Among his many lasting contributions to laser research in the UK was the setting up of one of the world's leading research facilities for laser research, the Central Laser Facility at the Rutherford Appleton Laboratory (RAL).

Arriving at Trinity College, Dublin, he decided the time was ripe to move on from laser research and development into laser applications.

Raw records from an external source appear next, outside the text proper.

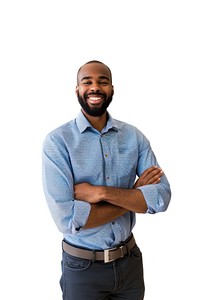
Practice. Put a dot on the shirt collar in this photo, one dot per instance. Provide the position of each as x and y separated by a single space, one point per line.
83 123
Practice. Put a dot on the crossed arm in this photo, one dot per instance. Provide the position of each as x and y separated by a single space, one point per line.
108 203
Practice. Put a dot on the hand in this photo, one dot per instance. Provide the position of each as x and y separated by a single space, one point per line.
87 192
149 176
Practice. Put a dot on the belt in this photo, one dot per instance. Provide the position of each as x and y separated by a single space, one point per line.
106 256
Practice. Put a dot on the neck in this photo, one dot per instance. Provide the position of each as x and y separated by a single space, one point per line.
97 122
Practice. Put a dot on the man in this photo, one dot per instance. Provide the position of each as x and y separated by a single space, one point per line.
89 168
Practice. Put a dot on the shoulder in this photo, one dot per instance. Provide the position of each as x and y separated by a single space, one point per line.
130 132
60 133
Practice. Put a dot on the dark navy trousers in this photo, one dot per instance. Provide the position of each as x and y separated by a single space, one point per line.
83 279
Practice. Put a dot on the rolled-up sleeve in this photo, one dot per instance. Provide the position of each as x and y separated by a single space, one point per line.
69 214
157 196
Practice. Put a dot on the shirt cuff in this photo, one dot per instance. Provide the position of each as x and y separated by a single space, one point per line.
150 194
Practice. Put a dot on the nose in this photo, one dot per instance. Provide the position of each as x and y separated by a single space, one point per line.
95 87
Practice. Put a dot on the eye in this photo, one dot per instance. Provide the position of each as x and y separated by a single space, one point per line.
103 83
86 82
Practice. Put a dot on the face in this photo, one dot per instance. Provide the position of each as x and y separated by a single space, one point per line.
94 89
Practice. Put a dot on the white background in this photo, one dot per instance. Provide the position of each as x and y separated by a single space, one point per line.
153 50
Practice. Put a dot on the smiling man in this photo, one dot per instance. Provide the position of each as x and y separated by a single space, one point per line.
90 167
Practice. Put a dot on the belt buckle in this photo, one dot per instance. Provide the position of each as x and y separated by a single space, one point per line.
107 258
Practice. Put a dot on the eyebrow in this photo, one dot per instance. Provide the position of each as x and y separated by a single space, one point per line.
100 77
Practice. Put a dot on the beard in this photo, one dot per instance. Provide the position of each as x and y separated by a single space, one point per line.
94 111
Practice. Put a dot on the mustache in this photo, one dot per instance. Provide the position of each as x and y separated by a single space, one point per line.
95 94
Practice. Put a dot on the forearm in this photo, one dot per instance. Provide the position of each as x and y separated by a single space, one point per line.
130 199
102 213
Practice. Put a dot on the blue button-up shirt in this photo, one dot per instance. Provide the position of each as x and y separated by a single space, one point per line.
76 153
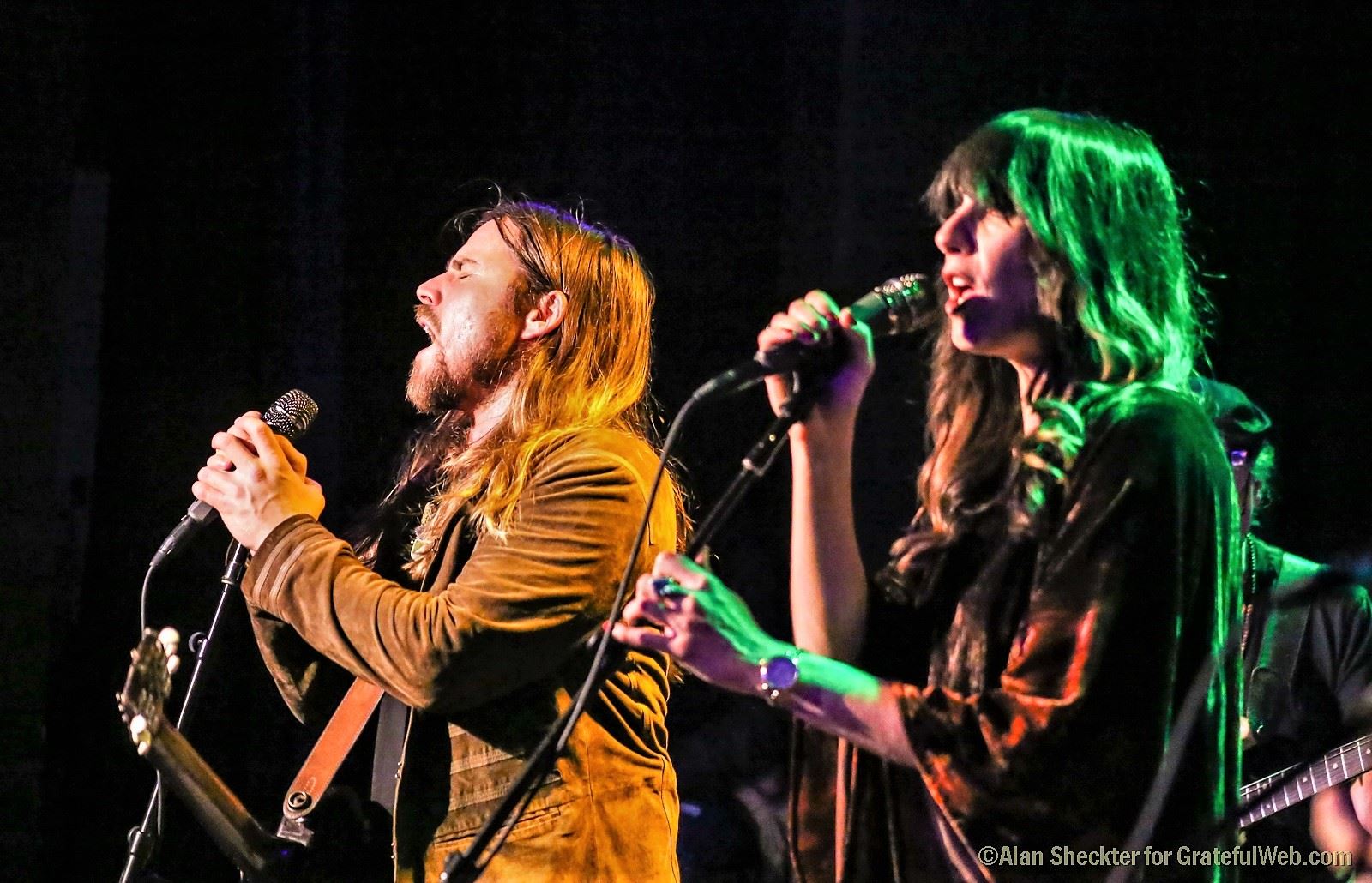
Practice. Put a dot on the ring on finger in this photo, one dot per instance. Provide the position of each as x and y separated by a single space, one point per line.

In 1982, with Dr John Kelly, a chemist, and Dr David McConnell, a geneticist, he formed a team which won funding for a project using laser techniques to explore the structure of organic molecules like DNA and proteins.

Unfortunately, however, his work at Trinity was cut short by ill health and he retired in 1984. But his research on semiconductor lasers was carried on (by researchers including Paul Phelan, John McInerney, James O'Gorman and John Hegarty), this work on developing widely tuneable lasers for optical communications systems continues.

In the course of a relatively short academic career he supervised over 60 PhD students, one of whom described his former mentor as an "inspiration" and a "great role-model for any researcher"; another, his last (Paul Phelan) fully confirms this.

===Awards and honours===
A member of the Royal Irish Academy, he was Fellow Emeritus of Trinity College Dublin, and held fellowships of the Royal Society, Optical Society of America and Institute of Physics.
. He received several awards in recognition of his work including:

- Young Medal and Prize from the Institute of Physics (1975)
- Royal Medal from the Royal Society (1982)
- Charles Hard Townes Medal from Optical Society of America (1989)
- Cunningham Medal from the Royal Irish Academy (2001)
- Honorary degrees from the University of Ulster (1983) and Queen's University Belfast (1986)

==Personal life==
He married Winefride O'Connor and had five children: daughter Mairead and sons Sean, Donal Bradley, Martin and Ronan.